Gratitude, Not Grievance

Times Square, Trafalgar Square, Red Square, the Place de la Concorde, the Piazza San Marco. These famous squares have long focused the hopes, ideals, or history of the cities where they are found. Technology Square in Cambridge, Massachusetts, has an appropriately modern ring. But none is more timely than a square shortly to be completed in Dallas, Texas, and named Thanks-Giving Square.

In the chapel of this square individuals and groups will be welcomed to come and express, each in their own way, their gratitude to God by whatever name they call Him. And it is hoped to collect and focus here the Thanksgiving traditions of the world. So potent is gratitude, spiritually and scientifically understood, that, if every city possessed and fully used a Thanks-Giving Square of its own, many of today's pressing urban problems could soon be resolved.

When Christ Jesus said, "I thank thee, O Father, Lord of heaven and earth . . . ," his expression of gratitude was no social or religious convention; he followed it with the declaration, "All things are delivered to me of my Father." Luke 10:21, 22; His expressions of gratitude to God were concerned not only with the past; they were often the prelude to mighty works of power, feeding the hungry multitude, restoring the dead to life.

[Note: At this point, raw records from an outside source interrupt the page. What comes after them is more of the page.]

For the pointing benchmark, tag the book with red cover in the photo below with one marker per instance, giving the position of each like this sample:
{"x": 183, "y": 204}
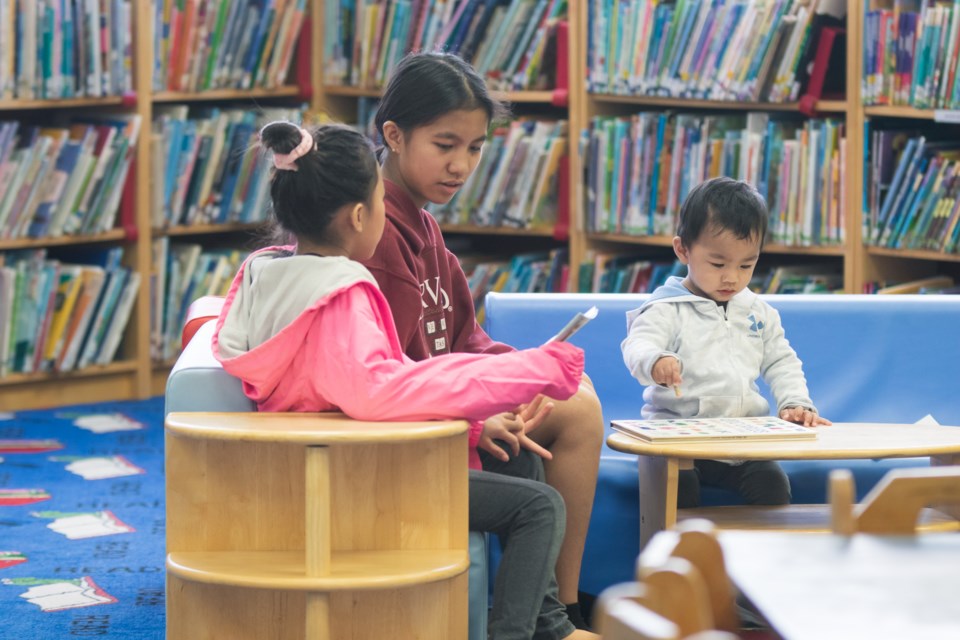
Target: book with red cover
{"x": 828, "y": 71}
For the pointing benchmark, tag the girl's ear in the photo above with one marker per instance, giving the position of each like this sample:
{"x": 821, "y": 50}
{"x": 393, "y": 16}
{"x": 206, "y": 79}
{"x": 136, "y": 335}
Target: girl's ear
{"x": 680, "y": 250}
{"x": 392, "y": 136}
{"x": 356, "y": 216}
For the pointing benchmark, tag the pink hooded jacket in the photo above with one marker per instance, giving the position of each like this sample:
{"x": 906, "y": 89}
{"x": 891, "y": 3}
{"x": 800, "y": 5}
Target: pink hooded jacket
{"x": 311, "y": 333}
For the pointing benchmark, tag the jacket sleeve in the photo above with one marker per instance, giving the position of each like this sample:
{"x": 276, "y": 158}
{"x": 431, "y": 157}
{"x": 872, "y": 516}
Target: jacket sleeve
{"x": 781, "y": 368}
{"x": 468, "y": 335}
{"x": 390, "y": 267}
{"x": 650, "y": 335}
{"x": 368, "y": 378}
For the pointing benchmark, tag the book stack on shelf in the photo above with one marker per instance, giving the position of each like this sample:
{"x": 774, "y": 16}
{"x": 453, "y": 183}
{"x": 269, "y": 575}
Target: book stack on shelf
{"x": 59, "y": 316}
{"x": 640, "y": 168}
{"x": 52, "y": 49}
{"x": 701, "y": 49}
{"x": 910, "y": 54}
{"x": 64, "y": 180}
{"x": 200, "y": 45}
{"x": 207, "y": 168}
{"x": 912, "y": 192}
{"x": 512, "y": 43}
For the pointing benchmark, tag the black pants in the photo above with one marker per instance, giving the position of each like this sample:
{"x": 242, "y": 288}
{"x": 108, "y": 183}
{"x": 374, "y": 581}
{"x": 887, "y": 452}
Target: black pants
{"x": 757, "y": 481}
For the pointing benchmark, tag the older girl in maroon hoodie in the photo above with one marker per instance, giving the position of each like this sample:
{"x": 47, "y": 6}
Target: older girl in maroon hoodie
{"x": 434, "y": 118}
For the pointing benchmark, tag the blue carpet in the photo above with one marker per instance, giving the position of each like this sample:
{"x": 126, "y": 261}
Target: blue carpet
{"x": 82, "y": 556}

This potent gratitude of the Christ is well described in a stanza from a hymn:

A grateful heart a fortress is,
A stanch and rugged tower,
Where God's omnipotence, revealed,
Girds man with mighty power. Christian Science Hymnal, No. 3;

And of this divine omnipotence in action Mary Baker Eddy writes, "To live so as to keep human consciousness in constant relation with the divine, the spiritual, and the eternal, is to individualize infinite power; and this is Christian Science." The First Church of Christ, Scientist, and Miscellany, p. 160; The entertaining and expression of gratitude are among the best ways to maintain this constant relationship that individualizes infinite power.

"Count your grievances" is bad advice. Whatever short-term advantages may be achieved by concentrating attention on grievances or encouraging others to do so, the longer-term results and undesirable side effects of this practice cancel out any momentary good. A sense of grievance or resentment acts as a slow poison, souring and making sterile the soil in which it is allowed lodgment. It fosters weakness, not power.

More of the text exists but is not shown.